Canary is not designed to:

  • Prevent the original AI request from being made (that’s masking, not observability).
  • Provide forensic-grade tamper evidence (that’s Sonomos Desktop’s audit log).
  • Protect against a compromised local user account — if an attacker has your shell, they have your data.

Open source and auditable

Canary is MIT-licensed and the source is public at github.com/sonomos-ai/Canary. It’s deliberately small (a few hundred lines of Bash and Python) so a security review fits inside an afternoon. If you find an issue, please file it on the GitHub repo or email info@sonomos.ai for security-sensitive reports.

Frequently asked questions

Does Canary share my prompts with Sonomos?

No. There is no Sonomos backend involved. Findings stay in ~/.sonomos/ on your machine.

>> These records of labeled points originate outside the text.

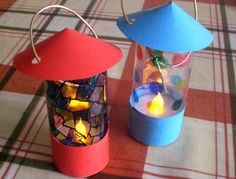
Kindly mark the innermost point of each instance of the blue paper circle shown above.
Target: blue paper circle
(167, 28)
(175, 79)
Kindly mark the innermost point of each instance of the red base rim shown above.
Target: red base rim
(81, 161)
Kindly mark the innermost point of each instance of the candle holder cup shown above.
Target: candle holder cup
(157, 111)
(73, 67)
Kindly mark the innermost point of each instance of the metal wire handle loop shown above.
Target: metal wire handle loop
(48, 7)
(187, 57)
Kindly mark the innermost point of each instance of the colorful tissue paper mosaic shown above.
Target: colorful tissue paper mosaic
(77, 110)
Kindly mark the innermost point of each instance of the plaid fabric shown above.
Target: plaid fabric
(207, 145)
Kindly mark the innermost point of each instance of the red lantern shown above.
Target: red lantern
(74, 66)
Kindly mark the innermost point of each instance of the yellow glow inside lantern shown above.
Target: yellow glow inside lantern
(156, 106)
(80, 127)
(82, 135)
(77, 105)
(69, 90)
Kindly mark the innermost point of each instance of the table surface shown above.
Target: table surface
(207, 144)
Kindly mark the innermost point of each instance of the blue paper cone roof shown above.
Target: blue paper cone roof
(167, 28)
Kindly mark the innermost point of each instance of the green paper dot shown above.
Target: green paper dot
(137, 76)
(176, 105)
(162, 62)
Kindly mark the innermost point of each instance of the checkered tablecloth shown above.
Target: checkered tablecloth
(207, 145)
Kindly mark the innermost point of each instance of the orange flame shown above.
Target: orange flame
(156, 106)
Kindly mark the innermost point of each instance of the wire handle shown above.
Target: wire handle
(48, 7)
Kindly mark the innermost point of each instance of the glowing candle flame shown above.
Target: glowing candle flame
(80, 127)
(156, 106)
(77, 105)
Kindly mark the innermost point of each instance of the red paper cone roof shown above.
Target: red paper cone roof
(68, 55)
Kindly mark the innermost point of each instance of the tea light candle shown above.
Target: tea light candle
(156, 116)
(150, 100)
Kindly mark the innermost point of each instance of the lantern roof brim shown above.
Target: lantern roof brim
(167, 28)
(68, 55)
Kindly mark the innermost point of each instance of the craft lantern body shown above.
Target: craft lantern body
(77, 110)
(73, 67)
(156, 111)
(165, 37)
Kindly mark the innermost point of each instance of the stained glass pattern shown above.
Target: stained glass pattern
(77, 110)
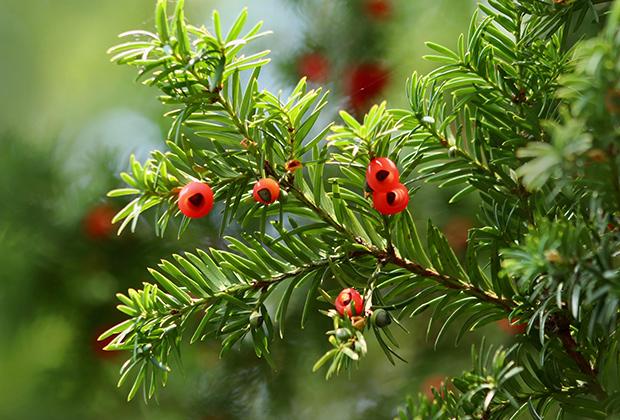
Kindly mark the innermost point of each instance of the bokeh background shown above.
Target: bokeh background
(69, 119)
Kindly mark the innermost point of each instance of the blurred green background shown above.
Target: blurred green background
(69, 120)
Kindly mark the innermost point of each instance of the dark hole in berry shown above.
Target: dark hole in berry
(345, 299)
(196, 199)
(265, 195)
(381, 175)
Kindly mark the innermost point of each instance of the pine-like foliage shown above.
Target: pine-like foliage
(518, 114)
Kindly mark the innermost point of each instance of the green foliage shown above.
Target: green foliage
(513, 115)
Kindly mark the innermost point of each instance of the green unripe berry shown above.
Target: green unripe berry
(256, 320)
(343, 334)
(381, 318)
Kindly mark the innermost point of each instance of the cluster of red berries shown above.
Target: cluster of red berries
(389, 196)
(196, 198)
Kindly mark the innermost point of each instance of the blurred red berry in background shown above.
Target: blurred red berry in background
(314, 66)
(378, 9)
(98, 222)
(365, 82)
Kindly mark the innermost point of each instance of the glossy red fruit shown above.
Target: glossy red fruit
(349, 302)
(382, 174)
(266, 190)
(196, 200)
(314, 66)
(392, 201)
(98, 222)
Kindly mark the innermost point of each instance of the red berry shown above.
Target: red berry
(379, 9)
(266, 190)
(366, 81)
(349, 301)
(196, 200)
(98, 222)
(314, 66)
(392, 201)
(382, 174)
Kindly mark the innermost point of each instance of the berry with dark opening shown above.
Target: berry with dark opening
(266, 190)
(392, 201)
(196, 200)
(349, 302)
(382, 174)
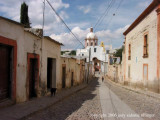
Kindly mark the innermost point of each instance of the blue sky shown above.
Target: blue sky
(79, 15)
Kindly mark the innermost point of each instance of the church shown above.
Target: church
(94, 53)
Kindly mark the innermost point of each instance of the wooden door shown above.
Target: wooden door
(32, 77)
(145, 74)
(49, 73)
(72, 79)
(4, 72)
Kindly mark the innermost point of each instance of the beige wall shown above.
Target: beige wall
(72, 65)
(26, 43)
(49, 50)
(136, 39)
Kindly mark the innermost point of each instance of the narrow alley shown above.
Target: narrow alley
(102, 100)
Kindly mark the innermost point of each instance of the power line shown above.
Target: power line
(110, 5)
(101, 17)
(63, 22)
(104, 14)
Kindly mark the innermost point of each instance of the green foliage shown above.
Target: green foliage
(24, 19)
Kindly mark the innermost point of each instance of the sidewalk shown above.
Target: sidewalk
(137, 90)
(22, 110)
(113, 107)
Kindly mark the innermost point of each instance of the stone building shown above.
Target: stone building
(142, 50)
(94, 54)
(29, 63)
(72, 71)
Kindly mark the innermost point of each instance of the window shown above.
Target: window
(129, 52)
(145, 47)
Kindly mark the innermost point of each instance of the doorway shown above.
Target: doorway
(5, 72)
(72, 74)
(51, 73)
(145, 74)
(63, 76)
(33, 75)
(32, 78)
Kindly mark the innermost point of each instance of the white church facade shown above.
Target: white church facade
(95, 54)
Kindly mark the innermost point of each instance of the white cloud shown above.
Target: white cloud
(143, 4)
(11, 9)
(85, 9)
(105, 35)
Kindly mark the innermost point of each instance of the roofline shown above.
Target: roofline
(47, 37)
(32, 34)
(147, 11)
(12, 21)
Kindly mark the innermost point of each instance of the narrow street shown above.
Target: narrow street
(102, 100)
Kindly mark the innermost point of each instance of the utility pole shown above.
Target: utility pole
(89, 64)
(104, 65)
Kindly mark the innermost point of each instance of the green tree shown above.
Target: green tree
(24, 19)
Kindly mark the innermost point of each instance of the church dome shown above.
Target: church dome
(91, 35)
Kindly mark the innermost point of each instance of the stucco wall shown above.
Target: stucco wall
(136, 39)
(26, 43)
(49, 50)
(72, 65)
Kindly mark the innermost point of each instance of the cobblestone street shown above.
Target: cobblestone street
(88, 104)
(80, 106)
(140, 103)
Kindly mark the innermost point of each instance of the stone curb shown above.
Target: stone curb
(139, 91)
(18, 115)
(50, 105)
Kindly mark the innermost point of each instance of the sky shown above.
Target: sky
(79, 15)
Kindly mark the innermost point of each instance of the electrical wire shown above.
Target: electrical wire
(64, 22)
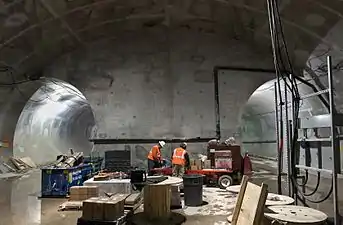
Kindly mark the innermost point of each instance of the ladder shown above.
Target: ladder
(332, 120)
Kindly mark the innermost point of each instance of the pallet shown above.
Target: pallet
(121, 221)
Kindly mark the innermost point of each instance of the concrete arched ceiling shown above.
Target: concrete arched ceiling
(34, 32)
(56, 118)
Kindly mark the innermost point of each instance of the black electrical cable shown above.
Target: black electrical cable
(278, 61)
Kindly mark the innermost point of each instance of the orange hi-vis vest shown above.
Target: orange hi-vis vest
(155, 153)
(179, 157)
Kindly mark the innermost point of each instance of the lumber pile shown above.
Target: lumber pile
(131, 201)
(249, 209)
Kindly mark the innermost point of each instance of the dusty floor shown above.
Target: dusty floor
(19, 204)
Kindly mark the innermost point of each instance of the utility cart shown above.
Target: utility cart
(227, 166)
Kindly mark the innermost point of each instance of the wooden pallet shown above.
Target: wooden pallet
(121, 221)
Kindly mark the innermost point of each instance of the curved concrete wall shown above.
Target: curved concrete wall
(56, 118)
(154, 85)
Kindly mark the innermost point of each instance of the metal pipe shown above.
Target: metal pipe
(216, 102)
(287, 139)
(148, 141)
(334, 145)
(260, 142)
(236, 68)
(279, 170)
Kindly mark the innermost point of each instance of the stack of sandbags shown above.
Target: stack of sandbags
(81, 193)
(103, 209)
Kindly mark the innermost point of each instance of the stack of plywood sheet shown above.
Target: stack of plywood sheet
(103, 209)
(80, 193)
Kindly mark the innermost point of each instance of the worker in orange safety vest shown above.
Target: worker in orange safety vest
(154, 157)
(180, 160)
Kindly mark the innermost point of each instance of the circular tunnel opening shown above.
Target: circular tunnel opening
(56, 118)
(258, 130)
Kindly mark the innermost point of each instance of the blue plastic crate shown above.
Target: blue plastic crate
(56, 182)
(87, 170)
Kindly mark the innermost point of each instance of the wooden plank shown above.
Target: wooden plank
(70, 206)
(250, 204)
(292, 214)
(239, 201)
(133, 199)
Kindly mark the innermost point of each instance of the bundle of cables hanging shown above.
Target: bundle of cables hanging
(285, 73)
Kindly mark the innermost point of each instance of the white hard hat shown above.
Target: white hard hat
(162, 143)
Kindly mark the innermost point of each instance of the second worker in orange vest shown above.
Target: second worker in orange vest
(154, 157)
(180, 160)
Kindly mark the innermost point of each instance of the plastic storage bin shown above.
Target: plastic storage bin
(56, 182)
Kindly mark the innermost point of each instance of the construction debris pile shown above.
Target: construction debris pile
(108, 176)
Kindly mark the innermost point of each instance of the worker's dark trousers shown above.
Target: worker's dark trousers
(151, 165)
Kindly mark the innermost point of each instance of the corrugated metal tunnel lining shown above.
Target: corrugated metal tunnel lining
(258, 119)
(56, 118)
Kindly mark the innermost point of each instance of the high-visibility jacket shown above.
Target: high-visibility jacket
(179, 157)
(155, 154)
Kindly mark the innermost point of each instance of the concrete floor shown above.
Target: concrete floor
(19, 204)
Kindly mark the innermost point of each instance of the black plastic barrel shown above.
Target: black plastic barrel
(192, 189)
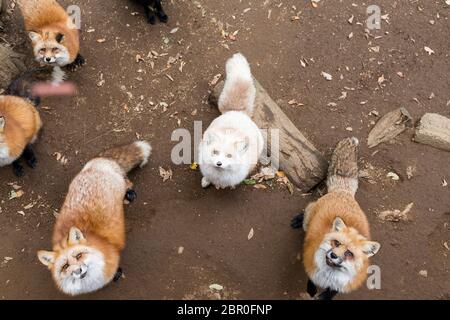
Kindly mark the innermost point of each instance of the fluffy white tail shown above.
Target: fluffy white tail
(239, 92)
(343, 170)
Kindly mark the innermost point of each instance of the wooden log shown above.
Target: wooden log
(303, 164)
(434, 130)
(11, 65)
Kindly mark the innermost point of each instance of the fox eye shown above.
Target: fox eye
(348, 254)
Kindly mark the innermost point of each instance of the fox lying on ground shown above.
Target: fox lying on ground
(90, 230)
(337, 243)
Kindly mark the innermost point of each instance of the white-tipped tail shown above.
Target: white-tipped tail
(146, 149)
(58, 75)
(239, 92)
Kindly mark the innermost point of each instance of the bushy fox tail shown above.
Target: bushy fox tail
(40, 13)
(343, 170)
(129, 156)
(239, 92)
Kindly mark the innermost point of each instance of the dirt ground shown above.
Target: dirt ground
(213, 226)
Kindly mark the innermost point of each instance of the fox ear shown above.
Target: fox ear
(34, 36)
(211, 137)
(46, 257)
(59, 37)
(75, 236)
(338, 225)
(370, 248)
(242, 146)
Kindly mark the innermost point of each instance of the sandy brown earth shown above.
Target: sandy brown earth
(212, 226)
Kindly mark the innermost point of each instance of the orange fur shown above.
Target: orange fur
(321, 215)
(48, 18)
(22, 123)
(93, 213)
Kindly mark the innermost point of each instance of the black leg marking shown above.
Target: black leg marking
(118, 275)
(160, 12)
(327, 295)
(150, 16)
(297, 222)
(18, 169)
(131, 195)
(29, 156)
(311, 288)
(78, 62)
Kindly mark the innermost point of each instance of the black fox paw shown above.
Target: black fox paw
(32, 162)
(151, 20)
(18, 170)
(131, 195)
(297, 222)
(164, 18)
(118, 275)
(79, 62)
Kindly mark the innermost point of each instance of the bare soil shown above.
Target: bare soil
(212, 226)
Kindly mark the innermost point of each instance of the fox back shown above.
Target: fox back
(54, 38)
(337, 244)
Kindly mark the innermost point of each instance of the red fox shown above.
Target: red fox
(337, 243)
(55, 39)
(19, 127)
(89, 233)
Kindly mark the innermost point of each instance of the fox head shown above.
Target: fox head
(49, 48)
(343, 253)
(226, 149)
(77, 267)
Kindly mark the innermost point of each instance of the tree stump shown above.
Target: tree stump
(303, 164)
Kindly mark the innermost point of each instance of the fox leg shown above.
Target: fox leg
(160, 12)
(297, 222)
(131, 194)
(29, 156)
(17, 168)
(311, 288)
(118, 274)
(205, 183)
(307, 215)
(327, 295)
(150, 16)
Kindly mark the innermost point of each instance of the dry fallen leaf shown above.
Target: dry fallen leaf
(429, 50)
(165, 174)
(251, 234)
(216, 287)
(396, 215)
(389, 126)
(215, 80)
(327, 76)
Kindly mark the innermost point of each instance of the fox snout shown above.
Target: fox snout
(333, 260)
(80, 272)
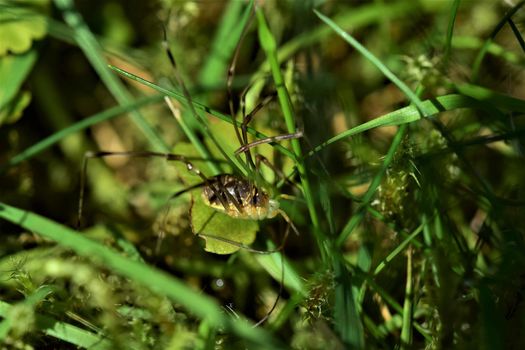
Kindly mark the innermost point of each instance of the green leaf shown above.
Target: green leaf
(13, 111)
(21, 22)
(13, 71)
(222, 233)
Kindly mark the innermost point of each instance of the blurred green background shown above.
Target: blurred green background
(418, 241)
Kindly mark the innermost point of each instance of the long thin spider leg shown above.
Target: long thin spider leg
(247, 118)
(262, 159)
(281, 287)
(237, 244)
(223, 201)
(269, 139)
(188, 97)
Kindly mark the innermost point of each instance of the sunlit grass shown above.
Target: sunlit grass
(405, 189)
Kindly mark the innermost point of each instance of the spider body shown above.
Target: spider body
(239, 198)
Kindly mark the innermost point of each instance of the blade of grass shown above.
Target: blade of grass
(63, 331)
(91, 48)
(154, 279)
(375, 61)
(270, 48)
(517, 34)
(398, 250)
(469, 42)
(450, 30)
(406, 329)
(484, 49)
(488, 101)
(180, 97)
(226, 38)
(356, 219)
(31, 301)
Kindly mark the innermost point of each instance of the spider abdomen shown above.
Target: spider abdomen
(238, 198)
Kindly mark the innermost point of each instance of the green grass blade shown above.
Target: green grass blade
(450, 30)
(476, 66)
(367, 197)
(406, 329)
(469, 42)
(91, 48)
(517, 34)
(482, 99)
(375, 61)
(64, 331)
(81, 125)
(154, 279)
(347, 319)
(270, 47)
(226, 38)
(200, 106)
(401, 247)
(13, 71)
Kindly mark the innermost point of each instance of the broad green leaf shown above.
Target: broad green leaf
(207, 221)
(222, 233)
(21, 22)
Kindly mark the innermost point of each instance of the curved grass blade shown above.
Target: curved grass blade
(375, 61)
(91, 48)
(270, 47)
(488, 100)
(81, 125)
(483, 51)
(63, 331)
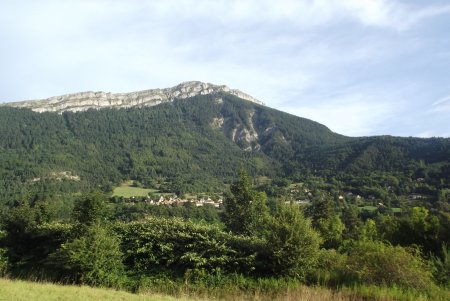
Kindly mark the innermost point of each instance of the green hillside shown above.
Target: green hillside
(197, 145)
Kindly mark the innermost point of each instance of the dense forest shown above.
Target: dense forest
(252, 246)
(301, 204)
(196, 145)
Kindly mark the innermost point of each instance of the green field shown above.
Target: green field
(29, 291)
(126, 190)
(373, 208)
(19, 290)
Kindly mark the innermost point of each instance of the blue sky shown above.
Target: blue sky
(361, 67)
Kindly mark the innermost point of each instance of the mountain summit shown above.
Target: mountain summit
(96, 100)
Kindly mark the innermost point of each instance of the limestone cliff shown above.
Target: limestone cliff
(97, 100)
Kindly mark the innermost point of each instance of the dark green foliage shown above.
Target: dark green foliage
(245, 208)
(90, 209)
(156, 244)
(94, 258)
(374, 262)
(292, 243)
(441, 266)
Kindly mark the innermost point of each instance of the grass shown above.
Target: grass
(373, 208)
(127, 191)
(18, 290)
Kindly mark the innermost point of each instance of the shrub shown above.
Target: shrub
(292, 243)
(94, 258)
(157, 244)
(375, 262)
(3, 262)
(441, 266)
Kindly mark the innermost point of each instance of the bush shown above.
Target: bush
(94, 258)
(292, 243)
(378, 263)
(3, 262)
(441, 266)
(159, 244)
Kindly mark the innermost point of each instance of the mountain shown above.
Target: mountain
(96, 100)
(193, 138)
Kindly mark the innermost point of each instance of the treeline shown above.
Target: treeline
(250, 241)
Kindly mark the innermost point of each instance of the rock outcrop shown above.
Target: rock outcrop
(97, 100)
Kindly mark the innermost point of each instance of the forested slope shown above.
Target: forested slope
(195, 144)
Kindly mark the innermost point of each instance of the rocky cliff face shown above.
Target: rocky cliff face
(97, 100)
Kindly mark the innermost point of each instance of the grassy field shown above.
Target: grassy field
(18, 290)
(373, 208)
(126, 190)
(15, 290)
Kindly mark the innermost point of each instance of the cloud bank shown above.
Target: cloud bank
(361, 67)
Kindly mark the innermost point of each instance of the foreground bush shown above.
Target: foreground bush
(378, 263)
(292, 243)
(159, 244)
(94, 258)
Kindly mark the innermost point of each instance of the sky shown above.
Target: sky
(361, 67)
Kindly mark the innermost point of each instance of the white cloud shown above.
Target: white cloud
(441, 106)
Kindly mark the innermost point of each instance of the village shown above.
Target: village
(175, 201)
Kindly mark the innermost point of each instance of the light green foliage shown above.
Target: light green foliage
(375, 262)
(94, 258)
(441, 266)
(331, 230)
(4, 262)
(368, 231)
(156, 244)
(292, 243)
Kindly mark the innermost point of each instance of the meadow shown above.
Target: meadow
(127, 190)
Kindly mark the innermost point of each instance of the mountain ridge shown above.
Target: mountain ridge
(82, 101)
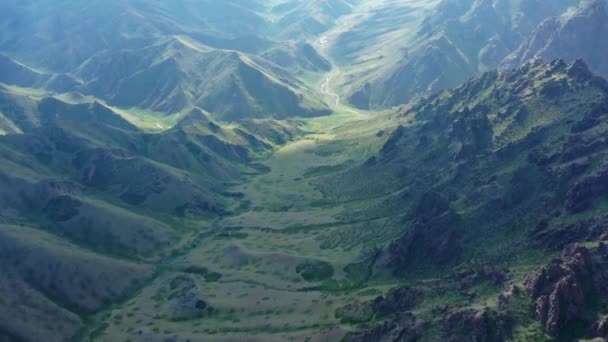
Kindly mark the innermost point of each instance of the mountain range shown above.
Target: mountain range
(327, 170)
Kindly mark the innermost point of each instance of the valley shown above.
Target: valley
(289, 170)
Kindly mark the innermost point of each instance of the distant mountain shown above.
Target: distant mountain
(89, 202)
(438, 48)
(141, 55)
(575, 35)
(168, 77)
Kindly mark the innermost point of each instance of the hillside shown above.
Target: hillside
(166, 78)
(88, 198)
(293, 170)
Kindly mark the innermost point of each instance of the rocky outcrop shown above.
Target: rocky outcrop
(185, 300)
(563, 234)
(600, 329)
(398, 300)
(477, 326)
(579, 35)
(401, 329)
(563, 290)
(432, 238)
(582, 194)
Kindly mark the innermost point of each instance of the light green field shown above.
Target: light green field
(260, 295)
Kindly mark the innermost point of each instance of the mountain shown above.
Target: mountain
(439, 46)
(167, 78)
(572, 36)
(145, 57)
(504, 165)
(90, 203)
(194, 170)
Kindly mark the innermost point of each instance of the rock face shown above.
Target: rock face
(476, 326)
(401, 329)
(581, 195)
(558, 237)
(398, 300)
(184, 300)
(564, 290)
(432, 238)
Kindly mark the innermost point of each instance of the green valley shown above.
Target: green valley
(290, 170)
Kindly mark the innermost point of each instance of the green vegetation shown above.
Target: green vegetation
(198, 172)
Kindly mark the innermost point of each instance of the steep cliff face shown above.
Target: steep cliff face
(569, 292)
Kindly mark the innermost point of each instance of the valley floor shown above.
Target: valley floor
(260, 295)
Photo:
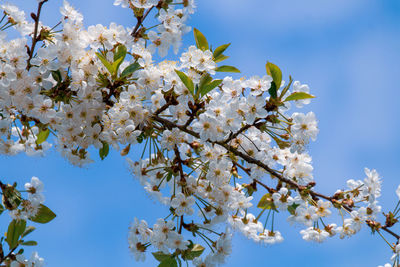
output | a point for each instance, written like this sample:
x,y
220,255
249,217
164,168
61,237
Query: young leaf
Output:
x,y
227,69
219,50
220,58
1,209
14,231
28,230
169,176
170,262
292,208
44,215
284,90
42,136
103,152
119,57
186,81
195,252
275,73
106,63
120,52
205,79
29,243
201,41
273,92
266,202
298,96
209,87
56,76
161,256
130,69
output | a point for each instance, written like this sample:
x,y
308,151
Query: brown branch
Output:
x,y
140,21
272,172
35,37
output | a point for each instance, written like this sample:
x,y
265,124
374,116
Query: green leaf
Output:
x,y
130,69
186,81
44,215
201,40
106,63
170,262
29,243
28,230
120,52
227,69
56,76
205,79
1,209
42,136
220,58
292,208
15,230
195,252
273,92
161,256
169,176
209,87
219,50
275,73
119,57
266,202
103,152
298,96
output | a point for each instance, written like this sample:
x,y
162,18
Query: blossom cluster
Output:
x,y
22,210
211,143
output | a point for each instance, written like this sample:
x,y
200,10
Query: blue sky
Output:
x,y
348,53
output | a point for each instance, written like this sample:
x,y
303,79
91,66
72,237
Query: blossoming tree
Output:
x,y
210,141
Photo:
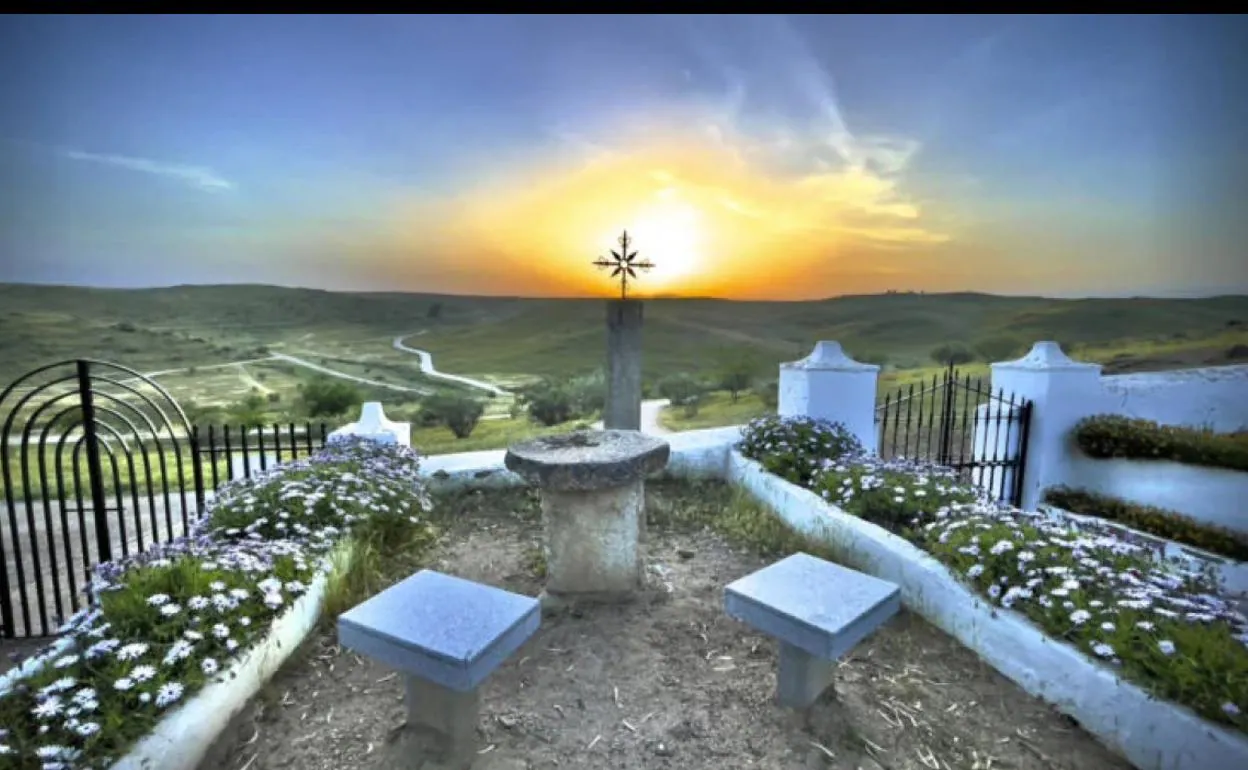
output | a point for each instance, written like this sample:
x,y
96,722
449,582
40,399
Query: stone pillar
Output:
x,y
623,407
1062,392
831,386
373,426
593,506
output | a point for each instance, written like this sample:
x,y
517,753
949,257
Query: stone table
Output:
x,y
593,508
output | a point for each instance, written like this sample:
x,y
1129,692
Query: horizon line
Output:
x,y
667,296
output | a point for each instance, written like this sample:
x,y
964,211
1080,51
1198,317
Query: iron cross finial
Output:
x,y
624,263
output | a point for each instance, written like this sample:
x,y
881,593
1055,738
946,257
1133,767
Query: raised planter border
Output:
x,y
1165,483
184,736
1231,575
1150,733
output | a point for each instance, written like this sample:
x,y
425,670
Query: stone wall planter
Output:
x,y
1152,734
181,740
1211,496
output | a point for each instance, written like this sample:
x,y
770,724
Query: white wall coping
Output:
x,y
184,736
830,356
1150,733
1047,356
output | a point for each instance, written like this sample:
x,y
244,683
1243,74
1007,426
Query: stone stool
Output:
x,y
593,507
446,635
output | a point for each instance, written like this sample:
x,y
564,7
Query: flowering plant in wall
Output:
x,y
1155,623
166,623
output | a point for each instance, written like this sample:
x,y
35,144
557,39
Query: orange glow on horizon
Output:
x,y
714,219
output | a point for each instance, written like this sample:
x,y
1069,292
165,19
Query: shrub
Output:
x,y
459,413
682,389
175,618
796,447
248,412
895,496
735,375
549,404
1107,436
1152,623
325,397
952,355
768,392
1168,524
999,348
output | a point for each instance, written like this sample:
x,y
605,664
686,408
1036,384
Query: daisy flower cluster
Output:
x,y
795,447
1160,624
165,623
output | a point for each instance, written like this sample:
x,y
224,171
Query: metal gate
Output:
x,y
960,423
99,462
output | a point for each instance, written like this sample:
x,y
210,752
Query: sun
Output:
x,y
669,232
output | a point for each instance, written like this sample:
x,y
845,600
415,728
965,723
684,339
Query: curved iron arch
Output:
x,y
107,418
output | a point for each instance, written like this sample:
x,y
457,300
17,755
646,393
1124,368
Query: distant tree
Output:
x,y
999,348
682,389
457,412
952,355
769,393
549,403
870,357
325,397
735,375
248,412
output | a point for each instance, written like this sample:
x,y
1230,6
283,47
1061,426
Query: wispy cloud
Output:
x,y
197,176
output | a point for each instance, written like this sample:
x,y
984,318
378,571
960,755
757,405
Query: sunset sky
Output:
x,y
766,156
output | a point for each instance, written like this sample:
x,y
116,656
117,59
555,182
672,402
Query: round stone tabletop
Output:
x,y
588,459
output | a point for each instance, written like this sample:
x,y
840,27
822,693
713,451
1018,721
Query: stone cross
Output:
x,y
623,404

Does Anthropic see Canary’s data?

No. The semantic-scan stage runs within Claude’s existing context — it doesn’t send your data to a separate place. And Canary doesn’t transmit findings anywhere itself.

Can I move ~/.sonomos/ somewhere else?

Today the path is fixed. If you need a different location for compliance or backup reasons, open an issue on the Canary repo.

Is Canary HIPAA-compliant?

Canary is a developer tool that observes PII exposure. It’s not a HIPAA-aligned system in itself — for a more compliance-oriented technical safeguard layer, see the Sonomos browser extension’s HIPAA guide and the planned Sonomos Desktop audit log.